The Blacker the Berry, the Sweeter the Juice.

I suppose phrases like the one in my title lent to truly being proud of my black American ancestry at an early age. Growing up in a community of people who rallied around family and their heritage made me happy to be born with chocolate skin. Only later I learned my skin color derived from the level of melanin inherited from ancestors, thus upon further reading and study of these very active melanocytes, increased my deepest respect for dark skin, beyond the superficial.

Now, this doesn’t mean I started out with all kinds of confidence. I was like millions, if not billions of young people of all colors, creeds, and cultures who started out with a bevy of self-esteem issues. I wanted smaller eyes, tiny ears, a bigger butt, and gee-whiz, what was up with the big forehead!?! I also wished I was bigger, and tougher…not meaner…but tougher as in having thicker skin.
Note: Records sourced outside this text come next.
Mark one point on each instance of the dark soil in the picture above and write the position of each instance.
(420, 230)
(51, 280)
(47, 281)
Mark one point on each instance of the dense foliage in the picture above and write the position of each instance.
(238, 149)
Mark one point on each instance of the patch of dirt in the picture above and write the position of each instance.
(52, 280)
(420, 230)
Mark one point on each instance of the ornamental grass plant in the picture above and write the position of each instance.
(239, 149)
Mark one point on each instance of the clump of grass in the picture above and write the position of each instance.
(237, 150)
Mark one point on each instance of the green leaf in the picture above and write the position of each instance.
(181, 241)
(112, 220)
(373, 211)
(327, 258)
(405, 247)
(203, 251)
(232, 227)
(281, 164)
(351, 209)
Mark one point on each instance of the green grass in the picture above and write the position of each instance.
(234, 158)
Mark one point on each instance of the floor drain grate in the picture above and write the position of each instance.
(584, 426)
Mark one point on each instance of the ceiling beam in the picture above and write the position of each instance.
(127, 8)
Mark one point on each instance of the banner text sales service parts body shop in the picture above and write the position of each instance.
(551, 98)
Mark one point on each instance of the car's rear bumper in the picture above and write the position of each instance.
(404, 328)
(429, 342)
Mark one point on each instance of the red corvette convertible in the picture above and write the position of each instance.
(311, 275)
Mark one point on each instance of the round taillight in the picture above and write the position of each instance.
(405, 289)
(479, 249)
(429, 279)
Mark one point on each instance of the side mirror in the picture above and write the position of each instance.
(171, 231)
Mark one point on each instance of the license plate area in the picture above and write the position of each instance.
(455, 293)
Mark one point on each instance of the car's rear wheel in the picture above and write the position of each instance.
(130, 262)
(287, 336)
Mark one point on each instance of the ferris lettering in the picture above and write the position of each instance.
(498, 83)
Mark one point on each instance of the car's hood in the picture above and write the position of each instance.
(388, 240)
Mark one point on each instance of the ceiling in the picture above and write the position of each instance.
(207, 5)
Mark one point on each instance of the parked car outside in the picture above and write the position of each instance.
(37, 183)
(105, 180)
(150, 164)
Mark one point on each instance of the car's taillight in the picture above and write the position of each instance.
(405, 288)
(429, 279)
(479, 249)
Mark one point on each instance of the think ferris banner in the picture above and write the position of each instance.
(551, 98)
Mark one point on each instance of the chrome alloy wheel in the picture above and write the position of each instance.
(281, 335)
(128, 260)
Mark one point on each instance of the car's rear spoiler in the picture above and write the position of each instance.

I was quite sensitive, but kept my feelings to myself, which lent to my wanting to speak up…you know, be tough.

And yet, out of all these self-esteem issues, I never once wanted lighter skin, or more poignantly, wanted to be another race. Never. Of course, this doesn’t make me better, or worse than anyone, but really amazed me reading and hearing about others who did not feel this way.

At any rate, February is Black History Month. Doing what I do, I’m celebrating books that continue to stay on my mind. The content is deep, engaging, humorous in appropriate places, and most important, hallmarks the beauty and joy of celebrating Black History.

The Best Brow Raisers!

The Black Russian by Vladimir Alexandrov
Extraordinary, Ordinary People by Condoleezza Rice
Life on the Color Line by Gregory Howard Williams
Mayor for Life by Marion Barry, Jr.
Gifted Hands by Ben Carson, M.D.

Organic Storytelling, with Impressive Stories to Tell!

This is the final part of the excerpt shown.